10 февраля около трех часов пополудни в Музей-квартиру Пушкина, Набережная Мойки, № 12, вошел человек, удивительно похожий на бывшего нанимателя этой квартиры. Он был так схож с ним, что народ, заполнявший в этот знаменательный час кабинет поэта, расступился. Народ подумал, что начинается юбилейное представление.
Человек прошел по живому коридору мимо оторопевшего экскурсовода, нырнул под красный шнурок и лег на пушкинский диван, над которым возвышались полки с книгами.
Бескровными губами человек прошептал:
— Смерть идет.
— Вы что!.. Вы куда?.. Что это?!. — опомнилась, наконец, экскурсовод.
— Морошки, морошки… — донеслось с дивана. — Позовите жену, пусть она меня покормит.
— Милицию! — закричала экскурсовод. — Позовите милицию!
Пришел милиционер.
— Вот полюбуйтесь, — сказала экскурсовод.
Лежащий на диване смотрел на милиционера полными страдания глазами:
— Ну подымай же меня, пойдем, да выше, выше, ну, пойдем! Ну пойдем же, пожалуйста, да вместе!
— Чего смотрите? — дергала за китель милиционера экскурсовод.

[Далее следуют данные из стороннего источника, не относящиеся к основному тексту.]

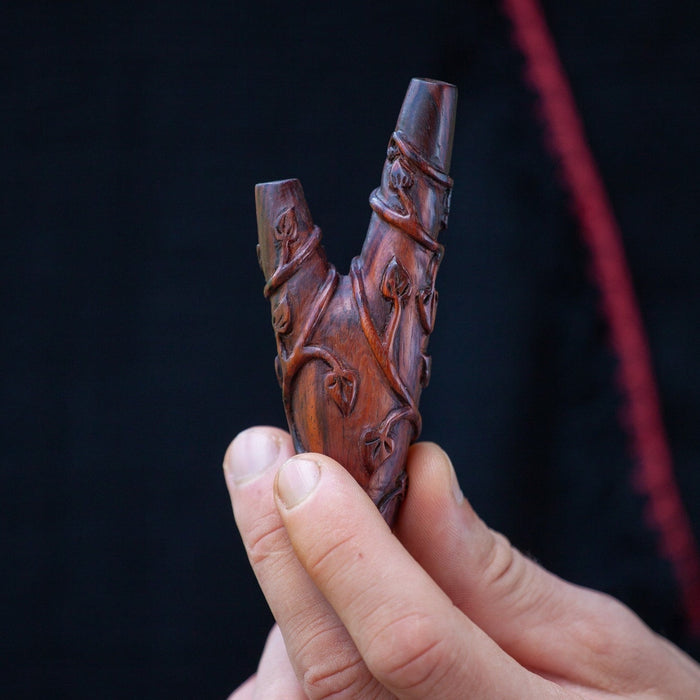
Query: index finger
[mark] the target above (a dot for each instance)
(412, 638)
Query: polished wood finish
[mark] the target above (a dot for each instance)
(352, 349)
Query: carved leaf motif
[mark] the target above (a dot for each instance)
(425, 369)
(400, 176)
(427, 305)
(278, 371)
(286, 228)
(282, 316)
(378, 446)
(342, 388)
(392, 151)
(395, 282)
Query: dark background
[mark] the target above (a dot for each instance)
(136, 341)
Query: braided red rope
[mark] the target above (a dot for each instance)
(600, 231)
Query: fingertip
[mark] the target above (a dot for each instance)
(432, 477)
(253, 451)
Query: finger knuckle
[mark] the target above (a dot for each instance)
(266, 539)
(329, 558)
(503, 567)
(411, 654)
(336, 677)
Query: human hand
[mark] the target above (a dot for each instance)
(441, 608)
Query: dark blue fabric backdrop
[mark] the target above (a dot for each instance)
(136, 341)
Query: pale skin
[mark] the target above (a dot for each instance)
(443, 607)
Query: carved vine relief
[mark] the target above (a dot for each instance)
(352, 350)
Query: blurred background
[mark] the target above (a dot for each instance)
(136, 341)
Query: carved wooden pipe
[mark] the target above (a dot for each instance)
(352, 348)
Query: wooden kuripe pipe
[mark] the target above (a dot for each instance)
(352, 349)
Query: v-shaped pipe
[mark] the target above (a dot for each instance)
(352, 349)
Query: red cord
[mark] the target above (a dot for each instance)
(601, 233)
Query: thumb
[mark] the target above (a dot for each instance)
(536, 617)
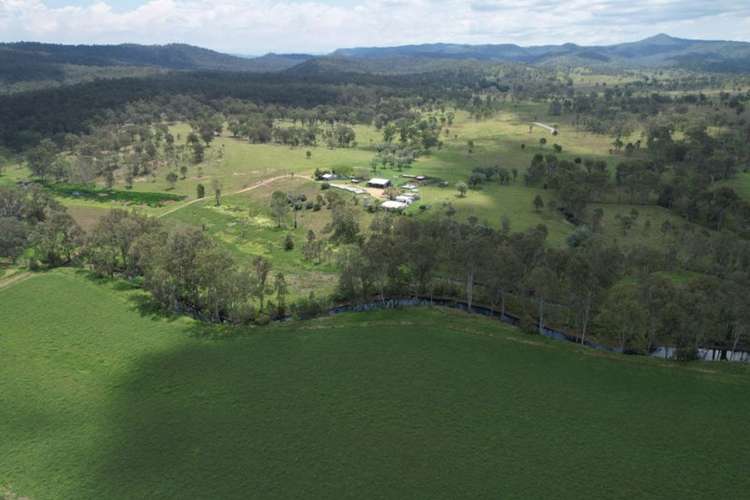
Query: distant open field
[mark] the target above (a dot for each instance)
(101, 399)
(498, 141)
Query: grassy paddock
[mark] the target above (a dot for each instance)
(99, 398)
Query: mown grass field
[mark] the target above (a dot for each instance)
(101, 399)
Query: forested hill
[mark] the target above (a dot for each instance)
(658, 51)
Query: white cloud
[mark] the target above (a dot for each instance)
(256, 26)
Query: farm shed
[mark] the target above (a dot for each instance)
(393, 205)
(379, 183)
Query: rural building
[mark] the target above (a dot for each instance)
(393, 205)
(351, 189)
(379, 183)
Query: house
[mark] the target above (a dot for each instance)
(351, 189)
(393, 205)
(405, 199)
(379, 183)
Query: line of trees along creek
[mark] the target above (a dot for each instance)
(593, 288)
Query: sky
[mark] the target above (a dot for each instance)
(320, 26)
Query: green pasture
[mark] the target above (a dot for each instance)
(102, 398)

— Хороший экспонат. И говорит слово в слово. Мы в школе проходили.
— Какой экспонат? — завизжала экскурсовод. — Это пьяный! Пьяный! На реликвии лежит. Здесь Пушкин умирал! А он…

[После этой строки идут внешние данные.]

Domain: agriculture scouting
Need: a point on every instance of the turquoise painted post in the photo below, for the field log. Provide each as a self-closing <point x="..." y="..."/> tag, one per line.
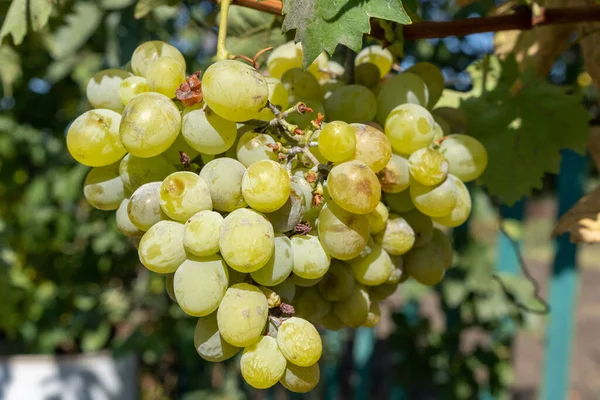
<point x="563" y="287"/>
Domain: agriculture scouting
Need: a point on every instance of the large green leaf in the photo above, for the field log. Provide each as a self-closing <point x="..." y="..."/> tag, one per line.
<point x="323" y="24"/>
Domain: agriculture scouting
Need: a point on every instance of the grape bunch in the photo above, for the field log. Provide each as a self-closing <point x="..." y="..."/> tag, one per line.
<point x="278" y="201"/>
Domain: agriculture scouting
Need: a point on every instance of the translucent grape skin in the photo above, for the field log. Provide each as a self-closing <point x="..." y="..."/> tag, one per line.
<point x="161" y="248"/>
<point x="93" y="138"/>
<point x="234" y="90"/>
<point x="466" y="156"/>
<point x="208" y="273"/>
<point x="343" y="234"/>
<point x="262" y="363"/>
<point x="337" y="141"/>
<point x="149" y="125"/>
<point x="242" y="314"/>
<point x="247" y="240"/>
<point x="103" y="187"/>
<point x="266" y="186"/>
<point x="354" y="187"/>
<point x="299" y="342"/>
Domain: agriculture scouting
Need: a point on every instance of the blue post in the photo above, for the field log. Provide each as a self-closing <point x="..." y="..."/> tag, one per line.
<point x="563" y="287"/>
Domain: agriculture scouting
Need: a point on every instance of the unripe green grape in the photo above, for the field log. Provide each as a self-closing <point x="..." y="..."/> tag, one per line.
<point x="147" y="52"/>
<point x="150" y="124"/>
<point x="372" y="147"/>
<point x="428" y="167"/>
<point x="247" y="240"/>
<point x="234" y="90"/>
<point x="266" y="186"/>
<point x="351" y="103"/>
<point x="409" y="127"/>
<point x="299" y="342"/>
<point x="343" y="234"/>
<point x="93" y="138"/>
<point x="103" y="188"/>
<point x="201" y="234"/>
<point x="209" y="343"/>
<point x="466" y="156"/>
<point x="131" y="87"/>
<point x="337" y="141"/>
<point x="208" y="273"/>
<point x="242" y="314"/>
<point x="161" y="248"/>
<point x="102" y="90"/>
<point x="223" y="176"/>
<point x="279" y="266"/>
<point x="354" y="187"/>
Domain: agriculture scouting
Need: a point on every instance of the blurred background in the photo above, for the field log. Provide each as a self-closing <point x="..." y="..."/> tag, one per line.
<point x="80" y="318"/>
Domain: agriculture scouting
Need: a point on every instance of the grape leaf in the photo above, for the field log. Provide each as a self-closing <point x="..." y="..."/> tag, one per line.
<point x="323" y="24"/>
<point x="524" y="122"/>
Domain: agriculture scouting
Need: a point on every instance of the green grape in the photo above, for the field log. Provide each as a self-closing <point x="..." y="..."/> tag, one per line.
<point x="278" y="96"/>
<point x="279" y="266"/>
<point x="435" y="201"/>
<point x="433" y="78"/>
<point x="367" y="75"/>
<point x="398" y="237"/>
<point x="354" y="310"/>
<point x="209" y="343"/>
<point x="466" y="156"/>
<point x="337" y="141"/>
<point x="135" y="171"/>
<point x="103" y="188"/>
<point x="299" y="342"/>
<point x="124" y="224"/>
<point x="253" y="147"/>
<point x="378" y="218"/>
<point x="93" y="138"/>
<point x="206" y="132"/>
<point x="402" y="89"/>
<point x="372" y="147"/>
<point x="338" y="283"/>
<point x="409" y="127"/>
<point x="373" y="266"/>
<point x="262" y="364"/>
<point x="131" y="87"/>
<point x="460" y="213"/>
<point x="395" y="176"/>
<point x="343" y="234"/>
<point x="242" y="314"/>
<point x="351" y="103"/>
<point x="144" y="206"/>
<point x="311" y="261"/>
<point x="425" y="264"/>
<point x="247" y="240"/>
<point x="183" y="194"/>
<point x="147" y="52"/>
<point x="102" y="90"/>
<point x="421" y="224"/>
<point x="200" y="284"/>
<point x="444" y="246"/>
<point x="354" y="187"/>
<point x="164" y="75"/>
<point x="161" y="248"/>
<point x="201" y="234"/>
<point x="428" y="167"/>
<point x="234" y="90"/>
<point x="150" y="124"/>
<point x="311" y="305"/>
<point x="375" y="54"/>
<point x="300" y="379"/>
<point x="266" y="186"/>
<point x="399" y="202"/>
<point x="223" y="176"/>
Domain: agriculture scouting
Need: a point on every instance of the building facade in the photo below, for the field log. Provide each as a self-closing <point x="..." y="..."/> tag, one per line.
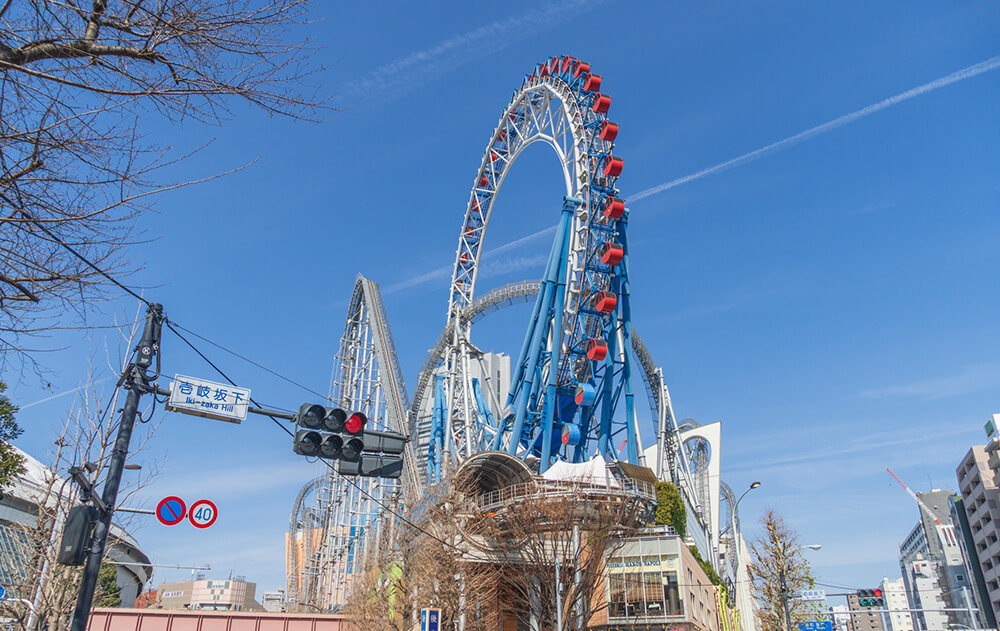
<point x="894" y="594"/>
<point x="273" y="601"/>
<point x="234" y="594"/>
<point x="840" y="616"/>
<point x="40" y="490"/>
<point x="933" y="566"/>
<point x="977" y="513"/>
<point x="653" y="582"/>
<point x="863" y="618"/>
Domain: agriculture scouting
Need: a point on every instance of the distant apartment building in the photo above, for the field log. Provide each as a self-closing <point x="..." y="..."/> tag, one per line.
<point x="978" y="515"/>
<point x="894" y="594"/>
<point x="273" y="601"/>
<point x="841" y="618"/>
<point x="863" y="618"/>
<point x="234" y="594"/>
<point x="934" y="567"/>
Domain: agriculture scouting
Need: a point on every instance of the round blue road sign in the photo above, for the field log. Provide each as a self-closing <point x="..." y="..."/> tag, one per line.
<point x="171" y="510"/>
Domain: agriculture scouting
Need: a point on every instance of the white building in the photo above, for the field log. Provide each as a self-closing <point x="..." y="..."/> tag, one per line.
<point x="19" y="508"/>
<point x="980" y="505"/>
<point x="894" y="594"/>
<point x="841" y="615"/>
<point x="273" y="601"/>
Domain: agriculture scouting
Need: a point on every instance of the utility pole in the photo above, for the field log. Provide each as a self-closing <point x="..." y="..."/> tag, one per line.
<point x="134" y="380"/>
<point x="784" y="599"/>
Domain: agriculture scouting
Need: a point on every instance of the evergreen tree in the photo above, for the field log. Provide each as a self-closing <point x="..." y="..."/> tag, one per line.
<point x="670" y="509"/>
<point x="11" y="462"/>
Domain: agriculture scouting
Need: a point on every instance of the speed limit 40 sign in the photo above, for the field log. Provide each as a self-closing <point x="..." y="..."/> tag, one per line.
<point x="202" y="514"/>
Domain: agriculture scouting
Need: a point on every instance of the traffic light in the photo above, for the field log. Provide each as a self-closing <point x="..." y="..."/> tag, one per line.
<point x="329" y="433"/>
<point x="333" y="434"/>
<point x="870" y="598"/>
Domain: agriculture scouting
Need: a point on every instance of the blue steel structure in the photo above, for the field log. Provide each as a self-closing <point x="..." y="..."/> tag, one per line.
<point x="572" y="390"/>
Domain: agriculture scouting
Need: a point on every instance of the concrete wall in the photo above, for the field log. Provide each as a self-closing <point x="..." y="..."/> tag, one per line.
<point x="166" y="620"/>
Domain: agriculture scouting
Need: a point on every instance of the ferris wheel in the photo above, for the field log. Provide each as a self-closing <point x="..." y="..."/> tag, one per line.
<point x="571" y="388"/>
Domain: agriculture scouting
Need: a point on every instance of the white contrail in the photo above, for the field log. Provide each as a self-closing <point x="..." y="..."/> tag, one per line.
<point x="955" y="77"/>
<point x="409" y="72"/>
<point x="445" y="272"/>
<point x="61" y="394"/>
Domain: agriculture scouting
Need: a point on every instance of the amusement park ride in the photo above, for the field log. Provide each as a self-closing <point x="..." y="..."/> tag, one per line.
<point x="571" y="393"/>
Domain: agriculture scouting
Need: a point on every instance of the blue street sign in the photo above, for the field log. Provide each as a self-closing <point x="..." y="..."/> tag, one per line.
<point x="430" y="620"/>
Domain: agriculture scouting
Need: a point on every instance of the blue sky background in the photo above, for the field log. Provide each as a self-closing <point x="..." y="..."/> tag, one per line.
<point x="833" y="300"/>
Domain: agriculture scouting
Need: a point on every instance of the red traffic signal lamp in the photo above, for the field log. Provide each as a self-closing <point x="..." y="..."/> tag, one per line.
<point x="870" y="598"/>
<point x="329" y="433"/>
<point x="335" y="434"/>
<point x="355" y="424"/>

— Встать!! — гаркнул милиционер.
— Тише, — сказала какая-то старушка с гвоздиками в руках. — Может быть, человеку действительно плохо…
— Кончена жизнь, — донеслось с дивана.
Перед диваном стояла притихшая толпа. Всхлипывала старушка. И даже боевая указка экскурсовода бессильно опустилась. Милиционер снял фуражку, вытер пот, лоб его пересекала красная черта.
— Жизнь кончена!.. — произнес человек внятно. — Тяжело дышать, давит.
Это были его последние слова. Часы показывали два часа сорок пять минут. Дыхание прервалось.
— Что он? — минуты через две спросил кто-то в толпе.
— Кончилось, — ответил кто-то.
Рука, сжимающая ворот белой рубашки, разжалась, ладонь упала вниз, раскрылась, и все увидели, какие у покойника тонкие пальцы…
При составлении акта в кармане сюртука умершего была обнаружена его исповедь, которая ничего не объяснила, а напротив — сделала факт его смерти еще более загадочным. Рукопись эту впоследствии выпросил себе один ученый-пушкиновед и до сих пор использует ее как учебное пособие на семинарах по расшифровке пушкинского почерка.